Foi na gibiteca da 508 sul que muitos do meus amigos e colegas tiveram os primeiros contatos com a arte dos quadrinhos, charges e cartuns, e essas foram uma das muitas possibilidades dadas pelo convívio no que hoje é o Espaço Cultural Renato Russo, e funcionava como hoje, era um ponto de encontro para todos os estudantes das escolas das redondezas, repletos de alunos curiosos e sedentos por fazer cultura. Foi nesse espaço que nasceu a Gibiteca.
Originaria de uma grande doação do poeta T.T Catalão no tempo que foi diretor do centro cultural na W3 sul. Durante anos a Gibiteca T.T Catalão, foi um ponto de encontro de artistas como eu, todos ilustradores em busca de um propósito que pudesse significar muitas de suas criações, e foi no laboratório da gibiteca onde as melhores ideias foram postas em prática e grande parte do que era desenhado foi também publicado durante os anos 1990, e tinha um ponto de origem nesse espaço de gibis e artes. Fazendo valer a máxima de que os grandes artistas visuais do século XX e XXI tem nos quadrinhos as suas formas de interpretar o mundo através das suas cargas de cultura visual.
O Cartunista Ziraldo comentava sempre que se tornou artista pelo contato com os quadrinhos de J. Carlos, Agostini, Péricles e outros, e creio que todos os jovens artistas que se propõe a ser um narrador artista, tem nas páginas dos quadrinhos um ponto de fusão interpretativo. Nesse espaço as nossas referencias não eram somente nacionais, mas também tínhamos contato com o melhor dos quadrinhos, verdadeiros autores de clássicos como Will Eisner, Frank Miller, Millo Manara, Stan Lee, Moebius, Norman Rockwell e outros grandes ilustradores de editoriais diversos, mas também os autores nacionais e locais que deu um norte para muito dos garotos que sonhavam com a profissão.
O caminho da arte editorial no DF começou nas páginas do Pasquim em 1970, com o artigo com ar de poema ilustrado MANIFESTO HIPPIE intitulado ‘Você está na sua?’ do jornalista e ativista da contracultura Luiz Carlos Marciel, que profetizava:
“Seguinte: O futuro já começou.
Não se pode julgá-lo com as leis do passado. A nova cultura é o começo da nova civilização. E a nova sensibilidade é o começo da nova cultura. Sua continuação é a nova lógica, Não: as leis do passado não servem.”

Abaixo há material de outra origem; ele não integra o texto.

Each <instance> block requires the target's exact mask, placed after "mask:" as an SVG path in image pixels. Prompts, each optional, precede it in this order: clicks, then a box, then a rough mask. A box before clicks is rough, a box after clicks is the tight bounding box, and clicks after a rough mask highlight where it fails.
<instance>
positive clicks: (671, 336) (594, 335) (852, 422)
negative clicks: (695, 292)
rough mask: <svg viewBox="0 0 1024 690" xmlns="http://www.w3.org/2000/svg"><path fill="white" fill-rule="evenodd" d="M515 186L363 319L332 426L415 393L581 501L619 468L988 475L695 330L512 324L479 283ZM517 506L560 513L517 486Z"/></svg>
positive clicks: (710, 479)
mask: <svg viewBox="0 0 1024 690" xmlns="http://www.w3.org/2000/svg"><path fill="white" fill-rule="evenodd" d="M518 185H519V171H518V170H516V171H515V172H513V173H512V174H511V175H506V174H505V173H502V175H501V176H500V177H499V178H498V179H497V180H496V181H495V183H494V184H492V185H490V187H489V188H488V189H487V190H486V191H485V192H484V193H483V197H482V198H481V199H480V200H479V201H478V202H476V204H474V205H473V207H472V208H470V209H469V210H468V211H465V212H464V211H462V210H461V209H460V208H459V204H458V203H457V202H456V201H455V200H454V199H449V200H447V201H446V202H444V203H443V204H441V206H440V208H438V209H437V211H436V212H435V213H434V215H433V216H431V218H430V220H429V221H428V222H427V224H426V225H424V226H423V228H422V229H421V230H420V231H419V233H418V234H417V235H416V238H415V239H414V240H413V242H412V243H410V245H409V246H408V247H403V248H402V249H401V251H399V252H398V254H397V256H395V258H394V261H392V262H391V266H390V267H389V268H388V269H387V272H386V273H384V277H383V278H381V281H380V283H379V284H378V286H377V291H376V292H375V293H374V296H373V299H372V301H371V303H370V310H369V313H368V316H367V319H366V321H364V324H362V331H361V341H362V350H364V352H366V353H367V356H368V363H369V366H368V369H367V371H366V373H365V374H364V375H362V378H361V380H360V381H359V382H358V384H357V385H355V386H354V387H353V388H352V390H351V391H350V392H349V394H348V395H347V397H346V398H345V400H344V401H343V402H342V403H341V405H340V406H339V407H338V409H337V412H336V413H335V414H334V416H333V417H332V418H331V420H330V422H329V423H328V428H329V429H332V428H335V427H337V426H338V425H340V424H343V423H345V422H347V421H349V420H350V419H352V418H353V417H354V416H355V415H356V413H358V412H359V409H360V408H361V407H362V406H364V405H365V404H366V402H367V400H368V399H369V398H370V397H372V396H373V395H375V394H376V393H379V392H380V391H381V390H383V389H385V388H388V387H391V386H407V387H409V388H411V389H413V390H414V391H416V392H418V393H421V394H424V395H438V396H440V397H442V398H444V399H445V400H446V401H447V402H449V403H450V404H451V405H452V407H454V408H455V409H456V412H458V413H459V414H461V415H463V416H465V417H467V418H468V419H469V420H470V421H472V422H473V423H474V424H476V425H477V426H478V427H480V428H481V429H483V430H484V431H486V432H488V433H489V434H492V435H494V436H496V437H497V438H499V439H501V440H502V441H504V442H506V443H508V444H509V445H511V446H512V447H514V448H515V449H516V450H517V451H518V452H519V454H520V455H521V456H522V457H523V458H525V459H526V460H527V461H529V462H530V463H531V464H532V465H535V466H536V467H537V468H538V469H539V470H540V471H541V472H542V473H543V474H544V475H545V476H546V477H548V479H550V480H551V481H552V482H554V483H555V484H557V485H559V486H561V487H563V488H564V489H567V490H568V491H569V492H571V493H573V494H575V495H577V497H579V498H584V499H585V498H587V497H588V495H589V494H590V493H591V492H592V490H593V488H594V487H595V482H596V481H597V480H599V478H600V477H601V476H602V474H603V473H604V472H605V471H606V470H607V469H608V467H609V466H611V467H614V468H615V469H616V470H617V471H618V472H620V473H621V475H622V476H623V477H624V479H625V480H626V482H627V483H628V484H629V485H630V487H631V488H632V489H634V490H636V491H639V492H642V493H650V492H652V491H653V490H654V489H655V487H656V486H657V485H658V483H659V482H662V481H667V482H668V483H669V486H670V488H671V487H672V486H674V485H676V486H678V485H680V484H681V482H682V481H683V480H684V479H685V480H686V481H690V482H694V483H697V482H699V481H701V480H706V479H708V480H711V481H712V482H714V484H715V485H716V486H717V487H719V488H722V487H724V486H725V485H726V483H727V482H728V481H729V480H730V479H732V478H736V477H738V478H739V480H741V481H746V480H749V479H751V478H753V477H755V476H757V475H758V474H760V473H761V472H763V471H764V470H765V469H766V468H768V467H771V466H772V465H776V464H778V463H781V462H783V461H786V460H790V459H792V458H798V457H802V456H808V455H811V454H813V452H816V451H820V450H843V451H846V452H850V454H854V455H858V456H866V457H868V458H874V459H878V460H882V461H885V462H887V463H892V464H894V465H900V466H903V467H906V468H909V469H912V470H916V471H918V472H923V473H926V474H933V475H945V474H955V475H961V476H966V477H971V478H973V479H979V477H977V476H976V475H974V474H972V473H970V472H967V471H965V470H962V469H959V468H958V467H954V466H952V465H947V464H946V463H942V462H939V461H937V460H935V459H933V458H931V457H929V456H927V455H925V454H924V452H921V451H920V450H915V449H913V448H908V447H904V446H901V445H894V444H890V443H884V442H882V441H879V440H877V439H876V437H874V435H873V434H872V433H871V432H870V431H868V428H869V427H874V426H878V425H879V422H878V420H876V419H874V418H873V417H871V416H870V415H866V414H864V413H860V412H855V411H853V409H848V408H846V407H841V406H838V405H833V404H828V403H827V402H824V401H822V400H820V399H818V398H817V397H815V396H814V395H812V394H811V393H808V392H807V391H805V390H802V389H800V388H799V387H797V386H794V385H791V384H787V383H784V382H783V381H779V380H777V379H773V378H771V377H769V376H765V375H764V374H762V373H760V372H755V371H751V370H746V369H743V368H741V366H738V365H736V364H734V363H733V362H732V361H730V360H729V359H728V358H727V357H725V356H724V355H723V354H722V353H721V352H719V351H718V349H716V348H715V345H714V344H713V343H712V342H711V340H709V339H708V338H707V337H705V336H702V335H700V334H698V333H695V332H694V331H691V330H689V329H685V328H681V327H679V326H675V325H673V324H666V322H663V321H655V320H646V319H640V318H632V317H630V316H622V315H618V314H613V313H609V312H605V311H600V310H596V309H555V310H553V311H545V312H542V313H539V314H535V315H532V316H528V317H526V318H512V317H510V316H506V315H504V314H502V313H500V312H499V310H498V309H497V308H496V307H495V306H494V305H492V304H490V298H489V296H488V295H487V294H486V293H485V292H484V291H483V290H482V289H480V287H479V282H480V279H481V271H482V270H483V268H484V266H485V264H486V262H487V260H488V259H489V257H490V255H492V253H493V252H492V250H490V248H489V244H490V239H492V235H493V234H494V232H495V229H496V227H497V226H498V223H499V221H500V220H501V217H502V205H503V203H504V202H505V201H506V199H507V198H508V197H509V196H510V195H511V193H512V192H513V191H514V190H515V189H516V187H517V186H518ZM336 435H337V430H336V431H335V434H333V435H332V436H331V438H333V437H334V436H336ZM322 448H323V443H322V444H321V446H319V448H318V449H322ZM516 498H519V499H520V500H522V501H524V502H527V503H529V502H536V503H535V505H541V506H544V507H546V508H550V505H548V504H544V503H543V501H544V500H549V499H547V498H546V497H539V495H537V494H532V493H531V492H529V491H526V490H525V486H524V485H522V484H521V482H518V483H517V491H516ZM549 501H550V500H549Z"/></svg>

(PASQUIM 1970, edição 29, p 12)
Esse é o modus operandi que motiva muitos artistas que buscam em suas vizinhanças o motivo para se fazer quadrinhos com crítica, assim, tínhamos na gibiteca fortes referencias das artes visuais local, Jô oliveira, Duarte, Lopes, Cícero e Gou Gon, que tinham suas publicações disponíveis, e isso mostrava aos jovens que era possível criar um bom editorial ilustrado no DF. A pioneira foi a revista ‘Risco’ de 1974 que somente com três edições inaugurou as edições de humor na capital e a forma de se desenhar a política, como o nome da revista sugere, não era um bom momento histórico para que alguns artistas expressassem suas opiniões, mesmo que maneira distinta e até modesta.

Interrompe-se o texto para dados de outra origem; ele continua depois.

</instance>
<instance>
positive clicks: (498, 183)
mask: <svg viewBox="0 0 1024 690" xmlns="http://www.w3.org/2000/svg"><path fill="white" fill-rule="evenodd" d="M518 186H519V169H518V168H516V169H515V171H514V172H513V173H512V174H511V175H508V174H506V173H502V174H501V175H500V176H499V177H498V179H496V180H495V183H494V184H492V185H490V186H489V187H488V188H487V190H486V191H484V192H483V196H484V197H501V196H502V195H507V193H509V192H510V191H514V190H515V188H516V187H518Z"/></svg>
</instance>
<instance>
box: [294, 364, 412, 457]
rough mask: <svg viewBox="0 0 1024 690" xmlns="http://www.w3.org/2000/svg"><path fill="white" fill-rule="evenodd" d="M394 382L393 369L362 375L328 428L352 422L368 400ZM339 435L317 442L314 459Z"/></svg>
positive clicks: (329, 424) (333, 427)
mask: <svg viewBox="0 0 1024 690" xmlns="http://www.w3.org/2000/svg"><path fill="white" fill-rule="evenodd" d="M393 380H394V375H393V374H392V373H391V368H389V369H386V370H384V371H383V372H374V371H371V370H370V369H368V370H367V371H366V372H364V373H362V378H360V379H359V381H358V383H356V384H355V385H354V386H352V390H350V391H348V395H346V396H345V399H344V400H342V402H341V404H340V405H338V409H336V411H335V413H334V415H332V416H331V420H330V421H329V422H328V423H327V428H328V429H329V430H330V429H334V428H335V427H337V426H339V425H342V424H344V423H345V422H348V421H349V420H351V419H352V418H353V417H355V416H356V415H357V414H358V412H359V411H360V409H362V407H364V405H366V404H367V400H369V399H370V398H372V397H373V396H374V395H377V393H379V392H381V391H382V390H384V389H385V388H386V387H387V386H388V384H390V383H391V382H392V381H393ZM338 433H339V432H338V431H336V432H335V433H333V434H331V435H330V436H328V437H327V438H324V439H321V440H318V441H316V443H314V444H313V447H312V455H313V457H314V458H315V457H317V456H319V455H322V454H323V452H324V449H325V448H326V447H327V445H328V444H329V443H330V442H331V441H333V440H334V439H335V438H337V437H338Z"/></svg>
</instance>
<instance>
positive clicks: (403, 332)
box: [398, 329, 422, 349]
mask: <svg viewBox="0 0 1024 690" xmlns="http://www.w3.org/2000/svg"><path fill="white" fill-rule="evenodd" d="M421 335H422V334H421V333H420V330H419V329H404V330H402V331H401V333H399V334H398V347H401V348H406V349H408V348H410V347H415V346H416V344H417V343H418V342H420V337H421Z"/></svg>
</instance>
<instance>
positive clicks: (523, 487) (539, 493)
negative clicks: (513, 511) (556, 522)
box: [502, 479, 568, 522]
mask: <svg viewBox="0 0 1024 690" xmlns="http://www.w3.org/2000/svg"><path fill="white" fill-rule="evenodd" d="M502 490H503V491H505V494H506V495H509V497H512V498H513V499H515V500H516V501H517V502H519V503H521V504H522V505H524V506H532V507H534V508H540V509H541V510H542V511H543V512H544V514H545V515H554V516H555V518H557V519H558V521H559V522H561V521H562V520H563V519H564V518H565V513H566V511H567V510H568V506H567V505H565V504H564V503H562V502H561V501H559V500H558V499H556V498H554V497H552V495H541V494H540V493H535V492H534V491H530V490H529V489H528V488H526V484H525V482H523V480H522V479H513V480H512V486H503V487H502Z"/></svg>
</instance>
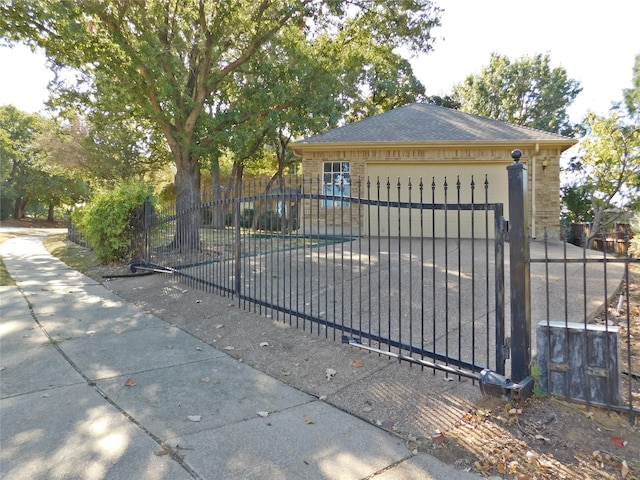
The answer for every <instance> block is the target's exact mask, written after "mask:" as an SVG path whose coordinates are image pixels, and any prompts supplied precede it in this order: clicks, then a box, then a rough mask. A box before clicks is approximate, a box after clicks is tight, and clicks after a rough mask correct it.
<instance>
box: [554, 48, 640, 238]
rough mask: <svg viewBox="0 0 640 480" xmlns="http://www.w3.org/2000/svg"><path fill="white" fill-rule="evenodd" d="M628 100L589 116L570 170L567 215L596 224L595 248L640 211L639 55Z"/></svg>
mask: <svg viewBox="0 0 640 480" xmlns="http://www.w3.org/2000/svg"><path fill="white" fill-rule="evenodd" d="M623 96H624V103H623V104H620V105H618V106H617V107H615V108H614V109H612V110H611V112H610V113H609V114H608V115H606V116H603V115H596V114H594V113H589V114H588V115H587V116H586V117H585V120H584V124H583V125H582V128H581V129H582V131H583V132H582V133H583V138H582V140H581V142H580V144H579V150H578V152H577V153H576V155H575V156H574V157H573V158H571V159H570V161H569V164H568V168H567V171H568V175H567V178H569V179H570V181H569V183H568V184H567V185H566V186H565V187H564V188H563V191H562V203H563V216H564V218H565V219H566V220H567V221H580V222H591V223H592V228H591V237H590V238H589V239H588V241H589V243H590V244H592V243H593V239H594V238H595V236H596V235H599V234H600V233H601V232H602V231H603V229H605V228H606V227H607V225H608V224H610V223H611V222H613V221H615V220H617V219H619V218H620V215H621V214H622V213H627V212H629V211H635V212H638V210H639V208H640V122H639V120H640V55H638V56H636V60H635V66H634V69H633V77H632V87H631V88H628V89H625V90H624V91H623Z"/></svg>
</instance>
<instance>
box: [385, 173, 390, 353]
mask: <svg viewBox="0 0 640 480" xmlns="http://www.w3.org/2000/svg"><path fill="white" fill-rule="evenodd" d="M387 205H389V206H388V207H387V272H388V273H387V294H386V297H385V298H387V299H389V300H388V303H387V337H386V338H385V340H388V339H389V338H390V335H391V179H390V177H387ZM387 349H388V351H391V344H390V343H389V342H387Z"/></svg>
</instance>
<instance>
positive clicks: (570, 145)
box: [291, 138, 578, 155]
mask: <svg viewBox="0 0 640 480" xmlns="http://www.w3.org/2000/svg"><path fill="white" fill-rule="evenodd" d="M577 143H578V141H577V140H575V139H573V138H558V139H537V140H536V139H527V140H500V141H495V140H492V141H484V140H481V141H471V142H454V141H440V142H309V143H307V142H304V141H300V142H296V143H294V144H292V145H291V149H292V150H293V152H294V153H295V154H296V155H301V154H303V153H304V152H321V151H325V152H326V151H335V150H387V149H391V148H393V149H398V148H400V149H432V148H462V147H505V146H508V147H509V148H520V149H522V148H536V146H538V147H560V149H561V152H563V151H565V150H567V149H569V148H571V147H572V146H574V145H575V144H577Z"/></svg>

Nos anos de 1980 o cartunista e jornalista Henrique Gou-Gon, lançou o seu livro ‘Fogo Cerrado’ com uma grande produção de artigos e desenhos publicados nos jornais de Brasília daquele ano, sua maioria sobre o embate dos metalúrgicos contra o governo militar, e esse material estava sempre disponível para todos poderem consultar, e principalmente se inspirar com a arte do humor que nascia em meio a ditadura. Acredito que esse foi um fator importante para formação do sujeito artista na capital, a ditadura fazia um papel de antagonista para as aspirações de todos os jovens artistas, e de alguma forma carregamos isso nos livros que lemos e na forma de informação que recebíamos. Era um espaço que poderia se praticar o pensamento crítico.

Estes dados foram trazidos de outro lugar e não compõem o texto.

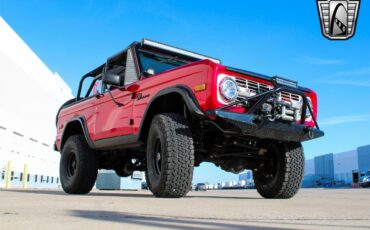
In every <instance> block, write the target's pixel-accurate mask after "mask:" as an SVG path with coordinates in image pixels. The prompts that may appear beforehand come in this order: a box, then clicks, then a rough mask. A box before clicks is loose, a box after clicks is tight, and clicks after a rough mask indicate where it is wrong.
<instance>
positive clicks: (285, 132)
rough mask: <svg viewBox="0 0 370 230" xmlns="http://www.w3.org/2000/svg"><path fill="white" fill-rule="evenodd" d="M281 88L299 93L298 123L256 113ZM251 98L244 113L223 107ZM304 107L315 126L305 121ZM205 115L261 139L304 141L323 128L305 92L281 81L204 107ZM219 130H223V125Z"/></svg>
mask: <svg viewBox="0 0 370 230" xmlns="http://www.w3.org/2000/svg"><path fill="white" fill-rule="evenodd" d="M282 91H284V92H289V93H294V94H298V95H300V96H301V97H302V100H303V104H302V111H301V119H300V122H299V123H294V122H282V121H270V120H268V119H265V118H262V117H261V116H259V115H256V114H255V112H256V111H258V109H260V108H261V107H262V105H263V104H264V103H266V102H267V100H268V99H269V98H271V97H272V96H274V95H276V94H278V93H280V92H282ZM250 101H255V102H254V104H253V105H252V106H251V107H250V108H248V110H247V112H246V113H234V112H228V111H225V109H227V108H229V107H232V106H235V105H240V104H242V105H243V106H245V102H250ZM307 109H308V111H309V112H310V114H311V117H312V120H313V122H314V124H315V127H311V126H306V125H305V122H306V112H307ZM207 115H208V116H209V117H215V118H216V119H215V122H216V123H218V124H217V126H218V127H219V128H220V127H221V126H224V125H221V126H220V125H219V124H228V127H229V125H231V126H232V128H233V129H234V130H235V129H236V130H237V131H239V132H238V133H239V134H242V135H244V136H252V137H257V138H260V139H272V140H278V141H292V142H303V141H307V140H312V139H315V138H319V137H322V136H324V132H323V131H321V130H320V128H319V125H318V123H317V121H316V119H315V117H314V114H313V111H312V108H311V107H310V106H309V105H308V99H307V96H306V95H305V93H304V92H302V91H301V90H298V89H296V88H292V87H287V86H282V85H280V86H278V87H277V88H275V89H272V90H269V91H266V92H263V93H260V94H258V95H255V96H251V97H247V98H244V99H241V100H238V101H235V102H233V103H230V104H228V105H225V106H222V107H220V108H218V109H215V110H209V111H207ZM218 121H219V122H218ZM221 130H222V131H225V130H224V129H221Z"/></svg>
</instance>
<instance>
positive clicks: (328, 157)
mask: <svg viewBox="0 0 370 230" xmlns="http://www.w3.org/2000/svg"><path fill="white" fill-rule="evenodd" d="M315 175H316V176H320V177H322V179H332V180H333V179H334V164H333V153H329V154H325V155H321V156H317V157H315Z"/></svg>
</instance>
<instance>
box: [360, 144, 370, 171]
mask: <svg viewBox="0 0 370 230" xmlns="http://www.w3.org/2000/svg"><path fill="white" fill-rule="evenodd" d="M357 152H358V169H359V171H360V172H367V171H368V170H370V145H366V146H361V147H358V148H357Z"/></svg>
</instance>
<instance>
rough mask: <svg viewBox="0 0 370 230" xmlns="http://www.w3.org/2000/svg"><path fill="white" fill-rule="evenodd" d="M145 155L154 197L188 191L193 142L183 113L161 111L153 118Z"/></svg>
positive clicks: (149, 185) (149, 176) (193, 162)
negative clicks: (180, 114)
mask: <svg viewBox="0 0 370 230" xmlns="http://www.w3.org/2000/svg"><path fill="white" fill-rule="evenodd" d="M146 156H147V158H146V162H147V170H146V173H145V175H146V180H147V183H148V187H149V189H150V190H151V191H152V193H153V194H154V195H155V196H156V197H182V196H185V195H186V194H187V193H188V192H189V191H190V190H191V183H192V179H193V167H194V144H193V138H192V135H191V131H190V128H189V125H188V123H187V121H186V120H185V118H184V117H183V116H181V115H178V114H160V115H156V116H155V117H154V118H153V120H152V124H151V126H150V130H149V135H148V141H147V155H146Z"/></svg>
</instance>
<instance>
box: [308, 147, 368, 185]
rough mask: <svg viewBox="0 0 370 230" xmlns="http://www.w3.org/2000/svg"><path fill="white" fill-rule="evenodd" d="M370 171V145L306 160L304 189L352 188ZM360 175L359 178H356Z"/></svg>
mask: <svg viewBox="0 0 370 230" xmlns="http://www.w3.org/2000/svg"><path fill="white" fill-rule="evenodd" d="M368 170H370V145H367V146H361V147H358V148H357V149H355V150H351V151H346V152H342V153H336V154H333V153H329V154H324V155H321V156H316V157H315V158H314V159H310V160H306V163H305V173H304V179H303V183H302V187H321V186H324V187H331V186H352V185H355V183H356V177H358V176H361V173H364V172H367V171H368ZM356 175H358V176H356Z"/></svg>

As pessoas que frequentavam a gibiteca eram em sua maioria jovens, buscando no espaço cultural essa diretriz educadora atrelada ao modo em que os eram apresentados, neste espaço a interdisciplinaridade era intrínseco aos modelos formativos, aprendíamos redação em narrativas visuais, e outras formas de informar foram sendo postas em prática. Não há toa, a maioria dos professores artistas visuais hoje tem um contato íntimo com a Gibiteca, que posteriormente foi anexada à biblioteca de arte na 508 sul, nos mostrando a potência deste espaço de arte e leitura na formação além do espectro da arte.
Amo o seu trabalho. Viva a gibiteca!